As UK universities undergo unprecedented internationalisation, they struggle to shape a plethora of cultural and social capitals into an educational environment that is fair and equitable for all. ‘While academia has opened its doors, it has been unwilling or unable to dismantle the norms, networks, and practices that reproduce white, rich male privilege’ states Shilliam (Shilliam, 2014, p.15). With existing concepts of social justice proving adequate, lecturers seek new interpretative models of inclusivity.
In teaching MA Fine Art, Illustration and Drawing, communities of practice are facilitated through discussion, collaboration and engagement between students of differing backgrounds, nationalities, life experiences and neurodiversity. Critical reflection and experiential learning are deeply embedded in these courses and their assessment. The documents that result, support and narrate an individual’s developmental journey, whilst contextualising the self within wider discourses and debates. Reviewing these textual and visual outputs in the context of unconscious gender bias, led me to consider the trajectory of autobiography in terms of diversity.

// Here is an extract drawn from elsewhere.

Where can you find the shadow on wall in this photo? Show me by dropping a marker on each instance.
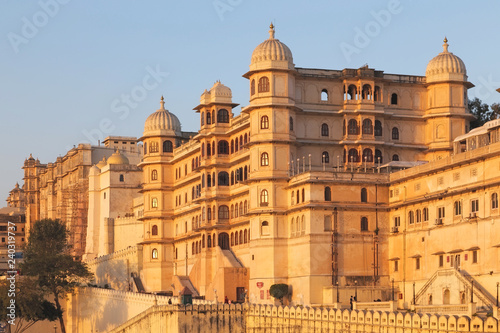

This article is a launchpad for further enquiry. It questions whether present-day assessments somehow mirror the patriarchal attributes of men’s autobiographies that traditionally focused on power, success and achievement within the public realm. It also examines the more personal, introspective modes of women’s day-to-day self-referential writings for more useful approaches. Perhaps the memoirs, house-keeping records, correspondence and diaries representing women’s real-life narratives have specific relevance to students reflecting and analysing their progress. Feminist artists strategically constructed autobiographies to accentuate the issues women faced. Maybe students could appropriate these methodologies to re-imagine, re-present and rewrite their learning experiences. Autobiography encompasses the subjective, embodied and relational complexities of memory, narrative, creativity, identity, experience and intentionality (Smith & Watson, 2012, p.8). Given these characteristics, the genre arguably demands more consideration in art education.